Well-financed opponents of two legislatively passed tax hikes turned in more than twice as many signatures as required last week to refer the increases to the January ballot.
The success of the group known as Oregonians Against Job-Killing Taxes, which gathered signatures to overturn permanent increases in the income tax on wealthy Oregonians and in both the minimum and income taxes on corporations, was no surprise for two reasons.
First, many Oregonians hate taxes and think the Legislature is crying wolf when it says overturning the tax increases would create a $733 million budget hole for schools and other public services.
Second, two of Salem's top lobbying firms, Public Affairs Counsel and Conkling, Fiskum McCormick, have spent nearly $1 million gathering signatures and getting the anti-tax message out with claims such as this on the anti-tax group's website: "If these taxes pass, Oregon lawmakers will continue to spend and spend and spend."
That claim may be true. But it's also certainly true that both firms slamming the spendthrift Legislature spent the 2009 session lobbying hard for more government spending on a select number of their clients.
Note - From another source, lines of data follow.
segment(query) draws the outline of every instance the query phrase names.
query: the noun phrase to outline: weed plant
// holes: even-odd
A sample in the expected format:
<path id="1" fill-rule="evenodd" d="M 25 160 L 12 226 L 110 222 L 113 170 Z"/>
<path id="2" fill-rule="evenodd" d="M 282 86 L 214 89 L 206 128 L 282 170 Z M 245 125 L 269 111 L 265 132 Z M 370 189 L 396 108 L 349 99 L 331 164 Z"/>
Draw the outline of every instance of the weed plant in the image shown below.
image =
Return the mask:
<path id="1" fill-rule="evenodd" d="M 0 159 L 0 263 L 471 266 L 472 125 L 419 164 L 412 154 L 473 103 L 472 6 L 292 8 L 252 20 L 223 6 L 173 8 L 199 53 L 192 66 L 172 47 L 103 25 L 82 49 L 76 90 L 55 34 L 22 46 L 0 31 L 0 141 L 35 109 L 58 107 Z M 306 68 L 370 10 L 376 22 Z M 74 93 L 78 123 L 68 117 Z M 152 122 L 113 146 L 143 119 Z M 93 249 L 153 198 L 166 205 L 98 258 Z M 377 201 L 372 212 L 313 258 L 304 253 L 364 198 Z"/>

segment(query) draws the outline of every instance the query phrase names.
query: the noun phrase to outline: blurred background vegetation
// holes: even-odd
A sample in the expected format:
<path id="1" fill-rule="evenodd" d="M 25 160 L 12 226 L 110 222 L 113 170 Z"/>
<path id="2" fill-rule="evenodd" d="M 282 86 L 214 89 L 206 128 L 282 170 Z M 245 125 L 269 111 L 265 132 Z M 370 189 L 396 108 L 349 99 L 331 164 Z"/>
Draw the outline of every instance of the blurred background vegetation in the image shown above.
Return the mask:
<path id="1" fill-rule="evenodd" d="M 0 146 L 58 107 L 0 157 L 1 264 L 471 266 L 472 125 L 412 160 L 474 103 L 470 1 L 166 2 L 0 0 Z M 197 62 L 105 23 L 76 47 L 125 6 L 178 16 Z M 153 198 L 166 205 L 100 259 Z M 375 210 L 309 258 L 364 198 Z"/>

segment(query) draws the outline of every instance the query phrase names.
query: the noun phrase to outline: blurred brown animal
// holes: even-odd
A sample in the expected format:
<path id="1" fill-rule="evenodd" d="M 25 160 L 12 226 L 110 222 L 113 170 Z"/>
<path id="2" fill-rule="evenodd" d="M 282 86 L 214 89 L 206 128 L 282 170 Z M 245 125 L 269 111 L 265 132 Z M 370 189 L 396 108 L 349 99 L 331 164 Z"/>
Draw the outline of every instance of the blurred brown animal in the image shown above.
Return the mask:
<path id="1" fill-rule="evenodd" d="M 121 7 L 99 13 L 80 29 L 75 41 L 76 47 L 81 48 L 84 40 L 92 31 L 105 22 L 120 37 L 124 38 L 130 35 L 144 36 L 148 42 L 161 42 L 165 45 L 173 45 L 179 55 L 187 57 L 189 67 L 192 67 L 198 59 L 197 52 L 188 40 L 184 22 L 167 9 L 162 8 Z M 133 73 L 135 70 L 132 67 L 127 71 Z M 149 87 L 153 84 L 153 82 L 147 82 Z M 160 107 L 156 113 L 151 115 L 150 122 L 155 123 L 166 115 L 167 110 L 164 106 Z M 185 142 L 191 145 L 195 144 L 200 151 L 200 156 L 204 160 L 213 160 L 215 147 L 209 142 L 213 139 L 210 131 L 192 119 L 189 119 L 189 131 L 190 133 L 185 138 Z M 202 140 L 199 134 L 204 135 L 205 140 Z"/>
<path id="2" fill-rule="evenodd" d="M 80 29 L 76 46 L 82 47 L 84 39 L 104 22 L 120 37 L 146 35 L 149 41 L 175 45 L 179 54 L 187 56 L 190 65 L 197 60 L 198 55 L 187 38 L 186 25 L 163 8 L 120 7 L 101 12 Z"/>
And ironically, the two firms will be helping those clients to fill budget holes if they succeed in killing the tax increases.
The 2009 Legislature passed a $300 million-a-year transportation bill, for example, that will benefit CFM's client Associated General Contractors with highway work. CFM client Providence Health Services will get more money and fewer uninsured patients thanks to a new $1 billion hospital and insurer tax; JELD-WEN, the window and door manufacturer CFM represents, will benefit from a $10 million weatherization bill that passed; and CFM helped Renewable Northwest Project protect hundreds of millions in wind energy subsidies.
Lobbyist Mark Nelson, who runs Public Affairs Counsel, is most closely associated with business clients. But he also represents the Oregon Housing Alliance, which benefited from a new $40 million fee levied by the Legislature against newly recorded property documents. And he represents college professors and Head Start providers that could get less state money if he wins the tax battle.
Defend Oregon spokesman Scott Moore, whose group opposes the ballot referral, says if CFM and Public Affairs Counsel kill the tax increases, it "could be devastating to the organizations and agencies that depend on state funds just to provide basic services and education."
But Pat McCormick, whose firm has so far earned $47,000 from Oregonians Against Job-Killing Taxes, according to state filings, says his firm has no conflict of interest. He says some taxes, such as the one for transportation, build wealth in contrast to permanent tax hikes that he says only benefit public employees.
Nelson, whose firm has earned $124,000 from the campaign, wasn't available for comment.